Our insatiable need for on-tap information, 24 hours a day, has led to a demise in our wellbeing; we check our smartphones every minute.
Addictive behaviours have increased our, already high, anxiety levels. I in 5 people now need to take regular digital detoxes. Yet the digital world never sleeps, the tap never runs dry – tweets and online posts fly throughout the digisphere continually.
The rise of fake news and disinformation has become the new enemy. What is real information and what is not? And most importantly who and what can we trust in the digital world? It’s enough to make anyone want to log off.
As we travel the arc of digital enlightenment, there is no denying the digital world has transformed our lives beyond recognition and given us enormous opportunities for enriching our lives, benefitting all of mankind. The internet has enabled us to solve world problems through greater collaboration and innovation, bringing the world closer than ever before. The digital world has no country or class borders and, equally, must have no social borders.

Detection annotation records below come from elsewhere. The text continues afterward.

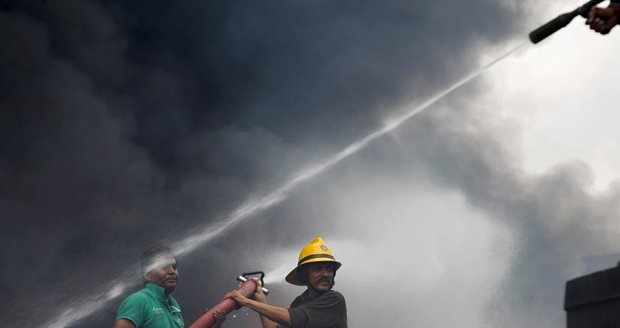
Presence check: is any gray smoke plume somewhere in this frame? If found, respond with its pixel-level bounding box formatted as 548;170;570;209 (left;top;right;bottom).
0;0;618;327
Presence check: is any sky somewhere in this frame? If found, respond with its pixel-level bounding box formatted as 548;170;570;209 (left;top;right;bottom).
0;0;620;328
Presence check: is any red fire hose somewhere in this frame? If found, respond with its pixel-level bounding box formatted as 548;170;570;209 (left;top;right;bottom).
189;272;269;328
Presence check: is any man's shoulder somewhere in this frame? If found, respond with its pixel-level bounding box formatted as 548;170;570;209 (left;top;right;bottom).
123;289;150;303
322;290;344;301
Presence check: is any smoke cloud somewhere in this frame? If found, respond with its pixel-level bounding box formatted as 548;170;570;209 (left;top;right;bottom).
0;0;620;327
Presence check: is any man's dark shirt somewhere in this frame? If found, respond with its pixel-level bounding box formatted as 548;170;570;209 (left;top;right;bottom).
282;290;347;328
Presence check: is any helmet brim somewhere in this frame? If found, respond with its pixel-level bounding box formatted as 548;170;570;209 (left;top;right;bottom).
284;258;342;286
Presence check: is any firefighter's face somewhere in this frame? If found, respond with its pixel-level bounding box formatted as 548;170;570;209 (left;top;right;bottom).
308;262;334;294
144;257;179;294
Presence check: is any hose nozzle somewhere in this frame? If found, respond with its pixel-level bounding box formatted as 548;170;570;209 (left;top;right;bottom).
529;0;603;44
237;271;269;295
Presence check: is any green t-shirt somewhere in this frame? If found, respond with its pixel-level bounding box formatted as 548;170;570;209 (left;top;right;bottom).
116;283;185;328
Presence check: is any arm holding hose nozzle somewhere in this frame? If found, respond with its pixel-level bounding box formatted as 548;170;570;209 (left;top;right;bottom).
529;0;604;43
586;1;620;35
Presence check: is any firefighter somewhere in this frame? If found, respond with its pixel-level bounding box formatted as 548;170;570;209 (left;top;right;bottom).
224;237;347;328
586;0;620;35
114;246;226;328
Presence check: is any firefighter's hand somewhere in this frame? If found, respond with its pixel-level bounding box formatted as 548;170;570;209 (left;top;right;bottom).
586;7;620;35
222;290;248;308
213;311;226;328
252;278;267;303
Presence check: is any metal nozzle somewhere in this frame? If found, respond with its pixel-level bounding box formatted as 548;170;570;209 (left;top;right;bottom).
529;0;603;43
237;272;269;295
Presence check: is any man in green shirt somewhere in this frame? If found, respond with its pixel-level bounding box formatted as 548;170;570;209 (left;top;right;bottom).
114;247;224;328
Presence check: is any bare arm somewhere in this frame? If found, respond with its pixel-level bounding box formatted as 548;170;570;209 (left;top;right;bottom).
113;319;136;328
224;288;291;328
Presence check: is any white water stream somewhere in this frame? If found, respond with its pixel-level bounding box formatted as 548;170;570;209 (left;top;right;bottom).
41;43;525;328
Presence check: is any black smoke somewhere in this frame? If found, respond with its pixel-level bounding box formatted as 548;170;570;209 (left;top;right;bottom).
0;0;616;327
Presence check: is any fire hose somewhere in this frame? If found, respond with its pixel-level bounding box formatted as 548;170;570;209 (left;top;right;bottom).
529;0;611;43
189;271;269;328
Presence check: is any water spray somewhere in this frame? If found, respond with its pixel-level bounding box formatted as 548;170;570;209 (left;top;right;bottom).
40;39;524;328
189;271;269;328
530;0;611;43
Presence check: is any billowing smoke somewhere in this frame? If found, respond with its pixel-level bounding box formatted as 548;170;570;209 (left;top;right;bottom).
0;0;618;327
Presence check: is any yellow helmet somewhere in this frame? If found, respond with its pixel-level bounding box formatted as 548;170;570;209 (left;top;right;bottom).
285;237;342;286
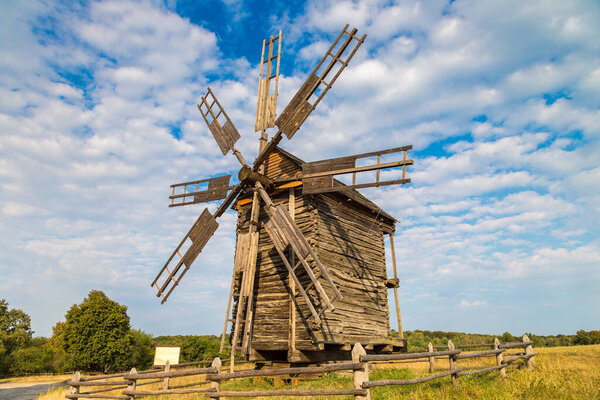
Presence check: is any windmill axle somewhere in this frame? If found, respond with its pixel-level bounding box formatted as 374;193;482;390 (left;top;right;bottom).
238;165;273;187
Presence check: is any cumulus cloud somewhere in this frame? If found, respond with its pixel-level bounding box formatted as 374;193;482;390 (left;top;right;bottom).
0;0;600;334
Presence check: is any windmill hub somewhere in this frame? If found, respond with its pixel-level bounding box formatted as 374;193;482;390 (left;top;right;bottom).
238;165;273;187
152;25;413;366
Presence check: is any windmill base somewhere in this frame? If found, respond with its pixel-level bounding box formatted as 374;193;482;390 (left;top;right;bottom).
249;337;407;364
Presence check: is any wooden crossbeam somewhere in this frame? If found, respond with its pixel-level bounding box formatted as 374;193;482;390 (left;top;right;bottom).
254;31;281;132
169;175;234;207
197;87;240;155
276;25;367;140
301;146;414;194
150;209;219;304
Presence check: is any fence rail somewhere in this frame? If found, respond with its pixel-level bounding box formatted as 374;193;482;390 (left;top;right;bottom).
65;335;535;400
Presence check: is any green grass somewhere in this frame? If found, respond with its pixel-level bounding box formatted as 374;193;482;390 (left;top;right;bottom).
39;345;600;400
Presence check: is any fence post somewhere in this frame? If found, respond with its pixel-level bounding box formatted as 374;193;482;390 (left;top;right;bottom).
352;343;371;400
69;371;81;400
127;368;137;400
163;360;171;390
494;338;506;378
523;335;535;371
448;340;458;386
208;357;222;400
427;342;435;372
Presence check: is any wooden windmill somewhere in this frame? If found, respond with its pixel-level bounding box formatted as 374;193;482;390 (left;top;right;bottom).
152;25;413;368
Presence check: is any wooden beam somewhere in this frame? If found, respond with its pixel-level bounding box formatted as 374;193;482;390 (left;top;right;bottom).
389;233;404;339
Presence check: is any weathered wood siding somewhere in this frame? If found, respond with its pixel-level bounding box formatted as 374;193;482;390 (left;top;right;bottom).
233;151;393;351
312;194;389;341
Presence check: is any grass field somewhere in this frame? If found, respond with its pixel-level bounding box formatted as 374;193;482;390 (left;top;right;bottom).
38;345;600;400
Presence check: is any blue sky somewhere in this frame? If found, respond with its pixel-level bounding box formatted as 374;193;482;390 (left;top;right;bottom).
0;0;600;335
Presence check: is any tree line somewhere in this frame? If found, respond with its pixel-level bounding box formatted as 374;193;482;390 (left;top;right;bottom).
0;290;600;377
0;290;226;377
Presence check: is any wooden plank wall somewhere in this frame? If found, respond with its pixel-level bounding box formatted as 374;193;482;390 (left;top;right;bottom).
232;152;393;351
312;194;389;341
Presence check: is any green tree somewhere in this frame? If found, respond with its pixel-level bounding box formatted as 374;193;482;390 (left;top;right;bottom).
0;299;33;376
58;290;133;373
9;337;53;376
131;329;154;371
46;322;69;372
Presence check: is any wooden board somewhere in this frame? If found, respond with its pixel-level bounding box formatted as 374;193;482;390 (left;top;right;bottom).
151;208;219;303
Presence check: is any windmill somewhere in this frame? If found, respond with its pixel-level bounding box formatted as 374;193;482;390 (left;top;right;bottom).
151;25;413;365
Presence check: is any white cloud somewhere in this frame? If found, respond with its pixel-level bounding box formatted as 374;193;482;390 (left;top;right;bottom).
460;299;488;308
0;0;600;340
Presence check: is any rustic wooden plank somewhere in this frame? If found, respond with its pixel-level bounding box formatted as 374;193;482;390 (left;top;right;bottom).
457;365;504;376
363;368;462;388
360;350;460;362
456;346;504;360
209;389;368;397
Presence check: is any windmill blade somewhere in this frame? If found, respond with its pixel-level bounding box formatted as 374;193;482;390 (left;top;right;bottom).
254;31;281;132
275;25;367;139
150;185;242;304
169;175;234;207
252;25;367;171
198;87;240;155
302;146;414;194
150;208;219;304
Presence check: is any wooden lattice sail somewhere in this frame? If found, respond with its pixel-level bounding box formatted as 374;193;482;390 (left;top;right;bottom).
152;25;413;368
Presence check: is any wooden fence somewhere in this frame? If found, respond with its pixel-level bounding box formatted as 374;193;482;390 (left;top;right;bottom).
65;335;535;400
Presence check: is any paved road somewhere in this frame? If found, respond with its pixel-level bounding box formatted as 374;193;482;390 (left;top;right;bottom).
0;382;67;400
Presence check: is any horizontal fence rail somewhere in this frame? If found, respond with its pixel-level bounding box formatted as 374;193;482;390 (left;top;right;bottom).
65;335;535;400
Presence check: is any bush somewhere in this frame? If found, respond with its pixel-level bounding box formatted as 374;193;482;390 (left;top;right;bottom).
59;290;133;373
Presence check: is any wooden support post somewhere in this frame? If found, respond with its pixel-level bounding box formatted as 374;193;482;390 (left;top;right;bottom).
523;335;535;371
427;342;435;372
494;338;506;378
163;360;171;390
389;233;404;339
352;343;371;400
219;267;236;354
448;340;458;386
127;368;137;400
69;371;81;400
208;357;221;400
288;188;296;359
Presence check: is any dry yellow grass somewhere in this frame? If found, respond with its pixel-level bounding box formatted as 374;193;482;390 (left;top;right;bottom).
38;345;600;400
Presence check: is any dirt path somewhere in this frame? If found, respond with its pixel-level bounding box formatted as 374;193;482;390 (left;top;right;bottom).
0;382;67;400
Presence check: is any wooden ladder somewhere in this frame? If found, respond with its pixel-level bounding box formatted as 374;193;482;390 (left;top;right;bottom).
265;206;343;325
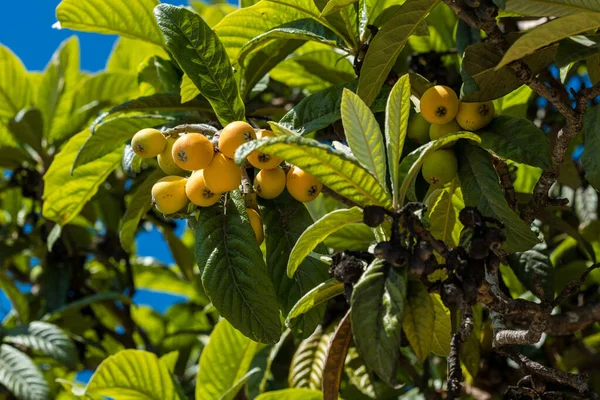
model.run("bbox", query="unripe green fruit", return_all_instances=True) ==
[421,149,458,185]
[406,113,431,144]
[429,119,461,148]
[131,128,167,158]
[156,136,185,175]
[152,175,189,214]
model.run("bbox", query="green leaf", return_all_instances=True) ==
[340,89,387,187]
[385,74,411,206]
[0,344,50,400]
[3,321,77,368]
[288,325,333,389]
[357,0,439,105]
[496,12,600,69]
[37,36,80,140]
[85,350,182,400]
[260,193,328,337]
[427,183,465,247]
[0,45,33,119]
[154,4,245,125]
[287,207,363,277]
[42,130,122,226]
[279,81,390,135]
[461,35,558,102]
[402,280,435,362]
[581,105,600,190]
[72,115,172,173]
[429,293,452,357]
[285,278,344,326]
[506,244,554,300]
[0,272,29,323]
[91,94,212,126]
[106,37,169,73]
[505,0,600,17]
[55,0,163,46]
[235,136,391,208]
[119,169,165,251]
[477,115,552,169]
[350,259,408,385]
[555,35,600,68]
[399,132,481,205]
[269,43,356,93]
[196,192,281,343]
[455,143,539,252]
[255,390,323,400]
[196,320,261,400]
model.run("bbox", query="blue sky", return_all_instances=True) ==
[0,0,187,72]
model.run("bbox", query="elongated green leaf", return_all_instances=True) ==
[237,18,341,65]
[56,0,163,46]
[477,115,552,169]
[0,272,29,323]
[287,207,363,277]
[496,13,600,68]
[196,192,281,343]
[37,36,80,139]
[461,35,558,101]
[154,4,245,125]
[0,45,33,119]
[235,136,391,208]
[72,115,172,172]
[288,326,333,389]
[0,344,50,400]
[3,321,77,368]
[505,0,600,17]
[399,132,481,205]
[285,278,344,326]
[42,130,122,226]
[86,350,181,400]
[269,43,356,93]
[357,0,439,105]
[256,388,323,400]
[385,74,411,206]
[119,169,165,250]
[196,320,261,400]
[428,183,465,247]
[581,106,600,190]
[429,293,452,357]
[402,280,435,361]
[350,259,408,385]
[340,89,387,187]
[261,193,328,337]
[279,81,390,135]
[455,143,539,251]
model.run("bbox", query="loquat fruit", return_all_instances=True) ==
[185,170,221,207]
[152,175,189,214]
[286,165,323,203]
[246,208,265,246]
[219,121,256,158]
[406,113,431,144]
[172,133,215,171]
[429,119,461,148]
[204,152,242,193]
[131,128,167,158]
[248,129,283,169]
[254,167,285,199]
[421,149,458,185]
[156,136,184,175]
[421,85,458,125]
[456,101,495,131]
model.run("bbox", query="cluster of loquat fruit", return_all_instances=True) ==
[131,121,323,245]
[407,85,494,185]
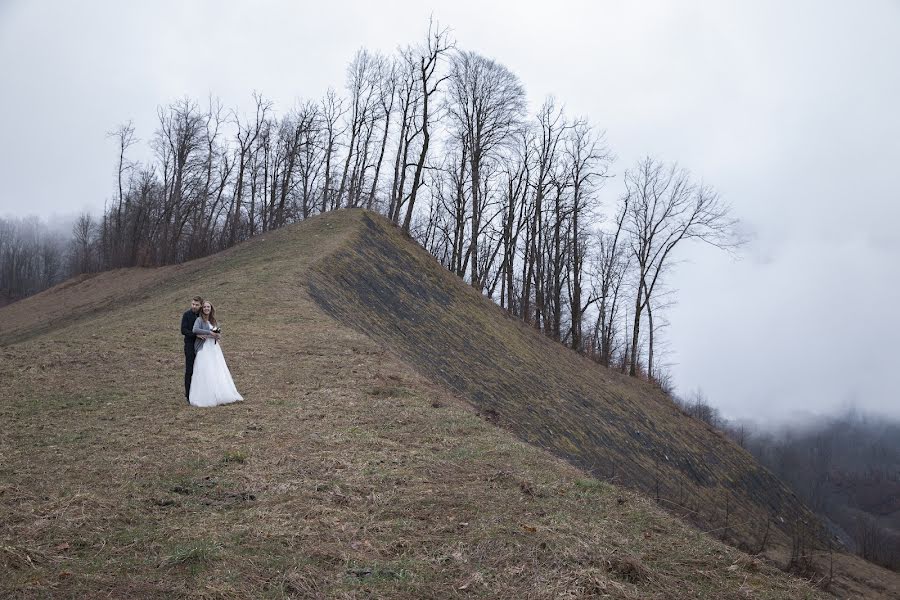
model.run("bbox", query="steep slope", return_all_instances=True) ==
[0,212,887,598]
[311,214,818,548]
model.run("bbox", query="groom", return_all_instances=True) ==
[181,296,203,403]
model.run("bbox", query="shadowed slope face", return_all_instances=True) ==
[311,215,814,548]
[0,212,896,600]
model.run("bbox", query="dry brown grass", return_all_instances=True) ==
[0,213,884,599]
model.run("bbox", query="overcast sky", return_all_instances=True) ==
[0,0,900,420]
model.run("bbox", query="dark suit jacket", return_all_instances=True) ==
[181,309,197,347]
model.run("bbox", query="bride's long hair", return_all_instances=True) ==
[200,300,218,325]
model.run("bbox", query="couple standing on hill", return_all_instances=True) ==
[181,296,243,406]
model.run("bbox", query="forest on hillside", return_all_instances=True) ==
[677,392,900,571]
[0,17,900,569]
[0,23,739,385]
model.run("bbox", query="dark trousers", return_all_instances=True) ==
[184,342,197,398]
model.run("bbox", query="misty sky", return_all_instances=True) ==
[0,0,900,420]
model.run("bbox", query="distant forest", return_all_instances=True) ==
[0,23,738,385]
[0,23,900,568]
[676,392,900,571]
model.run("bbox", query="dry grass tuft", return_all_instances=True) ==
[0,213,892,600]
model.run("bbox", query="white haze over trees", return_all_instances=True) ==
[0,2,900,421]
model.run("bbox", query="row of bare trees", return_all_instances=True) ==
[5,23,734,381]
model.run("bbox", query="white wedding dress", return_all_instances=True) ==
[190,339,243,406]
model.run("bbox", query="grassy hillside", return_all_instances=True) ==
[0,212,896,599]
[311,215,817,548]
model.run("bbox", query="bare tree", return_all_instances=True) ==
[623,157,737,376]
[403,20,453,233]
[448,51,525,290]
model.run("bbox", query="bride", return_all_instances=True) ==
[190,302,243,406]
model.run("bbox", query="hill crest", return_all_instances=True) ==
[0,211,893,598]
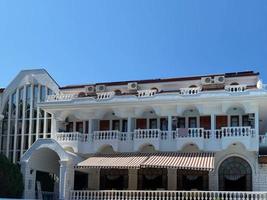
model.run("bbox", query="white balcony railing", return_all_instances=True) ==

Our pursuit to uphold the ideals of the enlightenment have not faded nor lessened in the digital age, but they are being tested like never before. Our rights to digital privacy, identity and personal data are being compromised and democracy is under threat. We sometimes struggle to find truth, authenticity and a haven amongst disinformation, fake news, trolls, online harm and echo-chambers.
The power base of the establishment now lies with the tech companies, who must hear the rallying calls for more responsible technology. We cannot uninvent the last half century, but we can evolve in the new era of digital enlightenment – taking with us new principles of Trust, Privacy, Ethics, Compassion and Good Governance; not only for the good of society but for the good of our planet, too.